Larison, responding to the first sentence in the excerpt above:
No, Limbaugh and Gingrich have just called her a racist and declared her unfit to be a judge because she has done so, because these people have mistakenly read her statements to say something that they do not say. (I will not dwell on the more direct whining about the pronunciation of her name or her culinary preferences.) No criticism of her pride to be seen here–move along! Contra Antle, I am not “trying to shoehorn” Sotomayor’s remarks “into a context of particularism and a paleoconservative understanding of diversity.” I wouldn’t dispute that she was speaking in a context of “multiculturalism, critical legal theory, and more mainstream forms of judicial liberalism.” Clearly, she was. As Jim keeps reminding us, she was speaking at Berkeley’s law school, and she is indeed a judicial liberal, albeit evidently not the fire-breathing radical sort that some of her early critics imagined. However, I would reject entirely the idea that she is espousing racism in the process, and I would insist that conservatives who have sympathies for particularism and decentralism ought to criticize Sotomayor for just about anything else besides her statements about her identity, which Jim has halfway admitted she is “entitled to celebrate.” Her critics keep talking about what would have happened to a white man had he said something comparable. Well, consider what is going to happen in the future to anyone on the right who expresses even a smidgen of pride in his culture or heritage after the blatantly unfair interpretations her words have received.

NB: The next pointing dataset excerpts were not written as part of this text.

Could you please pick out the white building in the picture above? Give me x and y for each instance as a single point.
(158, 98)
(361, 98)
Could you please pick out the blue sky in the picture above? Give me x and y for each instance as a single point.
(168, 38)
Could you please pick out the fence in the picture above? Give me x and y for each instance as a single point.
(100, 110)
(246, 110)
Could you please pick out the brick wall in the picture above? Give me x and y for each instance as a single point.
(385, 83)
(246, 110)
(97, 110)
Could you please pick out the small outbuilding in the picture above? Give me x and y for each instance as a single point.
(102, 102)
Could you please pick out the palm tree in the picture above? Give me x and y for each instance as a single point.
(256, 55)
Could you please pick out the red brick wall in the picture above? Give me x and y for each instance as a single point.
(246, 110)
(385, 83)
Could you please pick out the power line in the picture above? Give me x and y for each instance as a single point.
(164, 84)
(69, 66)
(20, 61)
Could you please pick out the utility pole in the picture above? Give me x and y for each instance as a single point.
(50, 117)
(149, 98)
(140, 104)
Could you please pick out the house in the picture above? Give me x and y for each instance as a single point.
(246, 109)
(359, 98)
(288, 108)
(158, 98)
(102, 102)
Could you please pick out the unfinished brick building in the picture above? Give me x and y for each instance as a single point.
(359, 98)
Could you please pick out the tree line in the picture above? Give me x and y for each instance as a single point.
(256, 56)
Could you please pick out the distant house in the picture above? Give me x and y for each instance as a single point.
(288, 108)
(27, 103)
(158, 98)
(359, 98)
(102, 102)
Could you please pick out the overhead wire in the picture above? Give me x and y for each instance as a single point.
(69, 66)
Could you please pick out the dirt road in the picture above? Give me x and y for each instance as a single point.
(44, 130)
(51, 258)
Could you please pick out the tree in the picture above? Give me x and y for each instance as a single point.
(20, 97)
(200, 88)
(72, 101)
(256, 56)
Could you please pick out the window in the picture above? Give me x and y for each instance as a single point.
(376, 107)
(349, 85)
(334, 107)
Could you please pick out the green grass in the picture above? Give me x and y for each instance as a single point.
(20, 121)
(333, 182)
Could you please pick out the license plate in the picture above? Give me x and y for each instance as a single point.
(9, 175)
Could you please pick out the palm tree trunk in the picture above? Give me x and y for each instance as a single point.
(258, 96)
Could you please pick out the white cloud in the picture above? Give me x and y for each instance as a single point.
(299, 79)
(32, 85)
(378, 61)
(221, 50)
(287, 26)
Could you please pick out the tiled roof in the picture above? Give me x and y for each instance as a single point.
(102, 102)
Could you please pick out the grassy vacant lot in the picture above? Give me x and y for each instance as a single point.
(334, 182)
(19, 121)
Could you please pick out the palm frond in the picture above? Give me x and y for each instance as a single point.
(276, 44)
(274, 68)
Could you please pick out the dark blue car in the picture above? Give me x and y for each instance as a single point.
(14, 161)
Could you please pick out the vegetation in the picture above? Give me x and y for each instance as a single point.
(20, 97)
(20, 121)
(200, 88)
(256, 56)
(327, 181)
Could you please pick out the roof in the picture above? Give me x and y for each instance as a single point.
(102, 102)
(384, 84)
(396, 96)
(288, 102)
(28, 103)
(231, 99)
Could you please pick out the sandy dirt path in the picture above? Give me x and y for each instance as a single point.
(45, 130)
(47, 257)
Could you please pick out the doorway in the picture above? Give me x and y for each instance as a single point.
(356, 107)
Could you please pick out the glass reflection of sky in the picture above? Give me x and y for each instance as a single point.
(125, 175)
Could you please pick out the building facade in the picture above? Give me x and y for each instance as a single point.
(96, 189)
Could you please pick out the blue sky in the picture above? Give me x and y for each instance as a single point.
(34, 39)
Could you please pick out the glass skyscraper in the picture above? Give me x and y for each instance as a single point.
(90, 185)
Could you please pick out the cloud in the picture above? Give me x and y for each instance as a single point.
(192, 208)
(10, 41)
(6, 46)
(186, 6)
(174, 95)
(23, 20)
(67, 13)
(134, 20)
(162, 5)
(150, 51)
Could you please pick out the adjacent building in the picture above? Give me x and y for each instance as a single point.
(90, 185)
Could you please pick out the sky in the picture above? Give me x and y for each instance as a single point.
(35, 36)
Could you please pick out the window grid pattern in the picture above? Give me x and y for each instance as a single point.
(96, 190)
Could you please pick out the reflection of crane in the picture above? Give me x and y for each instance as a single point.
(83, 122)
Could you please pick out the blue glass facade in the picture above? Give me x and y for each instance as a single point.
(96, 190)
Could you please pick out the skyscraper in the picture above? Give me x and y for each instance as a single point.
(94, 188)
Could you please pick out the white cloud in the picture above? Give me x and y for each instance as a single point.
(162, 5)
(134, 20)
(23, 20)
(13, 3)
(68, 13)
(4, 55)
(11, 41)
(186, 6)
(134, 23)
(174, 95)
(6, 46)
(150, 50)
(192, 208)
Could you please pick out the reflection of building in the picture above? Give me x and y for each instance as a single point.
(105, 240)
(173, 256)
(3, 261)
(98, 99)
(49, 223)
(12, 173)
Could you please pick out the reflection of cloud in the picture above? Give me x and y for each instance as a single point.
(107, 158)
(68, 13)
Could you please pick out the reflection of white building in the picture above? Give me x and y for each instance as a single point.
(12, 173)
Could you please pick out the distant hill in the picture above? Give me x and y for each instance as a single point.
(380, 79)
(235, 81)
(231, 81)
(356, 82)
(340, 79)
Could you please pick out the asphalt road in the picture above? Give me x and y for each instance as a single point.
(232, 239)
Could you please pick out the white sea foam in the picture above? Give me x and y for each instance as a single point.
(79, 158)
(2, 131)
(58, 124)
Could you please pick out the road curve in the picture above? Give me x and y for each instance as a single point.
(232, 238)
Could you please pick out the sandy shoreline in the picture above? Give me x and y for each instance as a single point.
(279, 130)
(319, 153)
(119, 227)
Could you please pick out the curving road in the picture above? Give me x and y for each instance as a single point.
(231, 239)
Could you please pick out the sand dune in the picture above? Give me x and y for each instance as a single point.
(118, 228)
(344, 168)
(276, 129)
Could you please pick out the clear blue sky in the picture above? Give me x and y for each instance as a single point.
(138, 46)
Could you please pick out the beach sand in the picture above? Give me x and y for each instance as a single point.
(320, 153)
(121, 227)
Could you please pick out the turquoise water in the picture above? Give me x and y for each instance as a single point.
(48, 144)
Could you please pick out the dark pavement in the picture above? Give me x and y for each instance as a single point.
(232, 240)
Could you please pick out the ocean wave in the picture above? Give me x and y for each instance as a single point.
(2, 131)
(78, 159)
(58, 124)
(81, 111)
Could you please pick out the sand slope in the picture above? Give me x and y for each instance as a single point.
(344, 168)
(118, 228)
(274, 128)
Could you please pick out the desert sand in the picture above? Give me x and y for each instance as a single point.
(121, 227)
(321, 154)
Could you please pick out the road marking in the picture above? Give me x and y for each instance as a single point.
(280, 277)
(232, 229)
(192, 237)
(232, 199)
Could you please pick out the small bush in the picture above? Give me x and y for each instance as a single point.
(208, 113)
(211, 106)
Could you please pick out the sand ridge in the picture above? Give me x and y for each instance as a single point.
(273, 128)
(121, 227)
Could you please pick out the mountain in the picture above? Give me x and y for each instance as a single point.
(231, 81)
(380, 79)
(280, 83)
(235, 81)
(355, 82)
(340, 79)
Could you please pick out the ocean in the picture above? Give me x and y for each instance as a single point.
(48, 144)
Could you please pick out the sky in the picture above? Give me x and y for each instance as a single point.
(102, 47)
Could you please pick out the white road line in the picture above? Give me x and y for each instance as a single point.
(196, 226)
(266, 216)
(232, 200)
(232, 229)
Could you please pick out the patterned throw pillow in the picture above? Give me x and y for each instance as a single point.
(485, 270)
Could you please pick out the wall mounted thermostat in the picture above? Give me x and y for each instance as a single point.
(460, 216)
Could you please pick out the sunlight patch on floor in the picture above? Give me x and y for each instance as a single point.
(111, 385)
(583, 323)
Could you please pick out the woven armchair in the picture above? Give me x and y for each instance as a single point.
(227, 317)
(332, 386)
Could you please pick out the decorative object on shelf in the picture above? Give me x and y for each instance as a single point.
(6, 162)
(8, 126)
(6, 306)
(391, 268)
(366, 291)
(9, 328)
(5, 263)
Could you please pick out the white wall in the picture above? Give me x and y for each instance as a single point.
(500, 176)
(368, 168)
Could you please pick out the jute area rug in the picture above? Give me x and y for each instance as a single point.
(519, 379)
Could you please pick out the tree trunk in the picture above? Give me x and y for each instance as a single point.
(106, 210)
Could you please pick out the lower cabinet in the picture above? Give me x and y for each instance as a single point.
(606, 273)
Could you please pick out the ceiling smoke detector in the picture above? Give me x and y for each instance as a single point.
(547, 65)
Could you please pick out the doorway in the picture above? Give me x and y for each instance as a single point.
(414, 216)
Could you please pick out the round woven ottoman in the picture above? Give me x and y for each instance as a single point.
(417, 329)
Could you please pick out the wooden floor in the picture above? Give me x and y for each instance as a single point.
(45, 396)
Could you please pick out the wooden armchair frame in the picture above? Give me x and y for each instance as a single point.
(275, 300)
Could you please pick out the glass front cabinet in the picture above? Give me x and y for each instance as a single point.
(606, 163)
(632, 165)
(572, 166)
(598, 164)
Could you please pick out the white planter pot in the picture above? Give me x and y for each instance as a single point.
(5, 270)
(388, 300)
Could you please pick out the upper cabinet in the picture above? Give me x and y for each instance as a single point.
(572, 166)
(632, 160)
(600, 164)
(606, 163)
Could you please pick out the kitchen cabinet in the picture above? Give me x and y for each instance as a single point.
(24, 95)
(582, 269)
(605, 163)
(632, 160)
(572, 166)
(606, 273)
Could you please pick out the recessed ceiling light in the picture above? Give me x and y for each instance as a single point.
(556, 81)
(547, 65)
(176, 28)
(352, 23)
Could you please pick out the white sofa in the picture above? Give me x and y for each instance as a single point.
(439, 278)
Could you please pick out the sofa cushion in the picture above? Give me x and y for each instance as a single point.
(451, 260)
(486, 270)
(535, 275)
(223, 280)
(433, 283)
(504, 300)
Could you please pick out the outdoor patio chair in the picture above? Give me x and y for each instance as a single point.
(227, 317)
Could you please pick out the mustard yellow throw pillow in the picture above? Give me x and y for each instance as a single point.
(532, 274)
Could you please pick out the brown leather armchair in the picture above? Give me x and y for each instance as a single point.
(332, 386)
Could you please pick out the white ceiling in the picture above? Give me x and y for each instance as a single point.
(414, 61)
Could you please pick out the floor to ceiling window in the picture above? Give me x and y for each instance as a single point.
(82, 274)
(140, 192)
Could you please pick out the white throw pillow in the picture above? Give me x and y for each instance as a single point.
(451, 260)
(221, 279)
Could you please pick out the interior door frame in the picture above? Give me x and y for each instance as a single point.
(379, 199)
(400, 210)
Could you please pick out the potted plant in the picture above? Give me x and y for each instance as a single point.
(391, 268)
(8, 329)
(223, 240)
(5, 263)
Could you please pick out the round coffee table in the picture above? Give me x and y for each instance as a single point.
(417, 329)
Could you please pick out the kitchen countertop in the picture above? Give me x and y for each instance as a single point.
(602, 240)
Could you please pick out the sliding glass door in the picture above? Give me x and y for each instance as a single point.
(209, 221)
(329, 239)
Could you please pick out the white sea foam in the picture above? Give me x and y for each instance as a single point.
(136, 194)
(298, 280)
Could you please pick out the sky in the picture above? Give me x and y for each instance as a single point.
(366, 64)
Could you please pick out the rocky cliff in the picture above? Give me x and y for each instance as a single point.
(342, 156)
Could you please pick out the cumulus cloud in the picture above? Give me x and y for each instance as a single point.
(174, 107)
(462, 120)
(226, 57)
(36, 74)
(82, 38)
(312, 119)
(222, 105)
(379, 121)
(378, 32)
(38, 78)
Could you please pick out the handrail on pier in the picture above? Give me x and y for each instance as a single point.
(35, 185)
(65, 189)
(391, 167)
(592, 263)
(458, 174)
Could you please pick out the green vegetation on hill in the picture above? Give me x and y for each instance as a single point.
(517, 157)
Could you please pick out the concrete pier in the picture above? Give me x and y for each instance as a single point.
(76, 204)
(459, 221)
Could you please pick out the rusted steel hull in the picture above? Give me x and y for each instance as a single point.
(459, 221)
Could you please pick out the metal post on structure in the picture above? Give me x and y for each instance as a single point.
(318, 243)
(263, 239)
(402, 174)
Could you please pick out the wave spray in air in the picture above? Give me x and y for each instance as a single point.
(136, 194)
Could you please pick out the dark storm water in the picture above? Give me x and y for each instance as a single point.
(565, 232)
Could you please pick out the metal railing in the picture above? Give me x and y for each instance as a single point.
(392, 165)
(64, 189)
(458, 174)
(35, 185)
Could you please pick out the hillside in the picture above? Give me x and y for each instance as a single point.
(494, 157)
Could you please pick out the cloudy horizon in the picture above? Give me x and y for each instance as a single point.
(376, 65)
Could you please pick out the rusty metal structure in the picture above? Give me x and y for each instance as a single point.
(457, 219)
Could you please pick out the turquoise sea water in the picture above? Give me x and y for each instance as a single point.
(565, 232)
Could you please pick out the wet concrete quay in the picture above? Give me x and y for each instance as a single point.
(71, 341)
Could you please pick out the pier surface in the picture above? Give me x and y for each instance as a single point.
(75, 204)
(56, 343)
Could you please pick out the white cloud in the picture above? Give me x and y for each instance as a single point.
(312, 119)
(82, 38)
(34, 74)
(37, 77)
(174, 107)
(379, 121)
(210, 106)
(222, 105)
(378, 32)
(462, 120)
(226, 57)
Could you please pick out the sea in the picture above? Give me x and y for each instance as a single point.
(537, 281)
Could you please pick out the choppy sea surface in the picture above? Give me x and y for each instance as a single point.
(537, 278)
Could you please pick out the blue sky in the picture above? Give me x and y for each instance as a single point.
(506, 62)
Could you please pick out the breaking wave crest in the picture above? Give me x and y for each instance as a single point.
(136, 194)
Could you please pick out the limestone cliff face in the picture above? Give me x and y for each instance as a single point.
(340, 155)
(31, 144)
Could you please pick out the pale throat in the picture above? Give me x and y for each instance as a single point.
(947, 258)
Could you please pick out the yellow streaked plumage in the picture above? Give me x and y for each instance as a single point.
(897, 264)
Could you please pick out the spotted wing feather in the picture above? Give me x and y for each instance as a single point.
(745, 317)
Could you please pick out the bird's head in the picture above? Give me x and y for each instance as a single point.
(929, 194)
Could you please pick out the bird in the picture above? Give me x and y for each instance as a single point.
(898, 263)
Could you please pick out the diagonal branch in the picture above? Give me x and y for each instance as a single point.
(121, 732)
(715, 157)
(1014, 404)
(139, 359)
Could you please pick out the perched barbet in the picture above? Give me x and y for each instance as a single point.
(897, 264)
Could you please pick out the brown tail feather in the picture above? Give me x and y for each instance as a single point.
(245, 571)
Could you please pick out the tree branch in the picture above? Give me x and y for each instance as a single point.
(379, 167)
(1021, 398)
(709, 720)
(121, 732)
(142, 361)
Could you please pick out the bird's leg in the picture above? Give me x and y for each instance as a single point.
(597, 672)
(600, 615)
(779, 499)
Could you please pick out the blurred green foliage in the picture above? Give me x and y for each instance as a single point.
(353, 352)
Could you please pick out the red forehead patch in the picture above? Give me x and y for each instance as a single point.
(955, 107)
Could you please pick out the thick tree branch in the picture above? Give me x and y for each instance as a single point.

She is perfectly entitled to be proud of where she comes from, who her family is, and what her experiences have been. She is entitled to celebrate that in the public square. What she is not entitled to do, in my view, is to argue that there is a specifically Latino way of judging if she wants a seat on the Supreme Court. There is never any shortage of boneheaded statements on the mainstream right and Larison may have found some regarding Sotomayor that I’ve managed to miss. But the bulk of criticism of her Latina lecture that I have seen — and certainly the entirety of my criticism — has not been her discussion of her background. It has concerned her arguments with Miriam Cedarbaum and Sandra Day O’Connor about impartiality and race neutrality.
As promised, here is the last Sotomayor post in my discussion with Jim Antle. Concerning Jim’s remark that we have begun repeating ourselves, I agree that it does seem as if we have spent much of the time talking past each other. It is almost as if our perspectives were informed by sufficiently different experiences that shape how we analyze and judge the very same materials and facts. Acknowledging this as a real factor in judgment does not make one a believer in things called Antle Logic and Larison Logic. It also doesn’t mean that there is not an interpretation that is more valid than another–not all frameworks are equal. One reading does do more justice to the text than the other, but it seems that consensus is unreachable at this point. From each perspective, the correct interpretation seems obvious, and it is mystifying to each one why the other person cannot see it. Meanwhile, the pitfalls and dangers of the distorting effects of the other’s framework are only too clear. Jim is wary of a breakdown of a certain universal rationality, and therefore finds in Sotyomayor’s remarks a defense of “a specifically Latino way of judging.” I tend to see far less danger arising from a synthesis of the particular and the universal, and so I do not detect any hint that she has posited the existence of “a specifically Latino way of judging” in the way that Jim seems to mean it.